Mas o que eu gostaria de dizer, Sr. Presidente, é que o salário mínimo não é um instrumento suficiente. Mesmo que viéssemos a alterar o salário mínimo de R$112,00 para cerca de R$200,00, aumentando muito mais significativamente do que o Governo está disposto, teríamos que analisar alguns aspectos: a sua repercussão sobre o setor público e sobre o setor privado.

Em diversas municipalidades, sobretudo em regiões mais pobres ou em diversos Estados, é grande o número de pessoas ou relativamente significativo o número de pessoas contratadas com um grau de remuneração que equivale ao salário mínimo ou a algo próximo a ele.

Isso não é o que ocorre nas Regiões Sul e Sudeste do Brasil. Por exemplo: na grande São Paulo, se observarmos a remuneração oferecida aos trabalhadores - mesmo os de menor qualificação como os serventes na construção civil, como os zeladores, guardas noturnos e assim por diante -, vamos observar nos jornais O Estado de S. Paulo, na Folha de S. Paulo, ou na Bolsa de Empregos, que todos já estão ganhando bem acima do salário mínimo, normalmente pelo menos duas vezes mais.

Já no Nordeste e Norte do Brasil, a situação é diferente. Ali, a referência salário mínimo tem importância e, quando se aumenta o valor do salário mínimo, acaba-se provocando um impacto sobre os orçamentos municipais e estaduais. No que diz respeito ao setor público federal, a maior parte dos servidores já está ganhando acima da referência salário mínimo, mas tem um impacto a alteração na medida em que há um grande número de pessoas que recebem o salário mínimo, como os aposentados que estão com um salário mínimo e ainda aqueles que recebem aposentadoria do Funrural. E é um número significativo.

E o Governo, na hora de definir o salário mínimo, está dialogando com o Ministério da Previdência Social, com o Ministro da Fazenda, com o Ministro Antonio Kandir, sobre o impacto no Orçamento da União.

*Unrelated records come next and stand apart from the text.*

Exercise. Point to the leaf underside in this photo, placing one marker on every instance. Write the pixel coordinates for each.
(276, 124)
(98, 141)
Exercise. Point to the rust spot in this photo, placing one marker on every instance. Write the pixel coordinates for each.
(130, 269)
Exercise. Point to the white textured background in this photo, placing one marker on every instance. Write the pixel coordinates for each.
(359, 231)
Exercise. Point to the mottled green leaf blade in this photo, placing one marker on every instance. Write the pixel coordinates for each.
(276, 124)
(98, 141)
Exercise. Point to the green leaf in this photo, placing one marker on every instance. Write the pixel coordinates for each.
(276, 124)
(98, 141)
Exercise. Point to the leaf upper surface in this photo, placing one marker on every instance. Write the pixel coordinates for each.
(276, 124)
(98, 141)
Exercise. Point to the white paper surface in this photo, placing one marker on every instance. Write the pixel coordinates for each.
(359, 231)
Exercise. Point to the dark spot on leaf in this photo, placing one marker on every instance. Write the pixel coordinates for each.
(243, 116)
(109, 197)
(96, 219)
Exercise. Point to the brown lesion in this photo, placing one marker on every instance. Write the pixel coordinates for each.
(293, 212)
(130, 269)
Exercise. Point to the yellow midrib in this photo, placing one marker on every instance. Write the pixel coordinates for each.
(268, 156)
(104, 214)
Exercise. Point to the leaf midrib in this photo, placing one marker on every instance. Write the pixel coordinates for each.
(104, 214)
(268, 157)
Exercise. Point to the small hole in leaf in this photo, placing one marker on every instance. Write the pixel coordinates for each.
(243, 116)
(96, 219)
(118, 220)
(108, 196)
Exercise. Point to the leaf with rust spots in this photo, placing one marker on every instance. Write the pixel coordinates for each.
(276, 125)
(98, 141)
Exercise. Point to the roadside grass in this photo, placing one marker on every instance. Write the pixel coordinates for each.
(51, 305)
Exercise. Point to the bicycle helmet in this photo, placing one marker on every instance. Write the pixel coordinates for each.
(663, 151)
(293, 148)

No setor privado, quando há um aumento no salário mínimo, temos diversos efeitos. Do lado da contratação de trabalhadores, observamos que é perfeitamente possível ao setor privado, às empresas em geral, absorverem um razoável aumento do salário mínimo, especialmente porque acaba tendo um efeito também sobre o lado da demanda por bens e serviços. Na medida em que - isso já se comprovou em alguns momentos na história do Brasil e na de diversos países - há um aumento do salário mínimo, há um aumento da demanda por bens de primeira necessidade e isso acaba ativando a economia, aumentando a demanda por bens e serviços e permitindo àqueles diversos segmentos absorverem o aumento.

Mas se o aumento é abrupto, demasiadamente forte, pode acabar resultando impactos sobre os preços e custos na economia. E, se for muito grande o aumento, pode haver um efeito sobre a questão do emprego. Se de um lado o aumento da demanda por bens e serviços contribui para aumentar a demanda por trabalhadores, por outro lado, o aumento do custo envolvido pode significar uma dificuldade para as empresas.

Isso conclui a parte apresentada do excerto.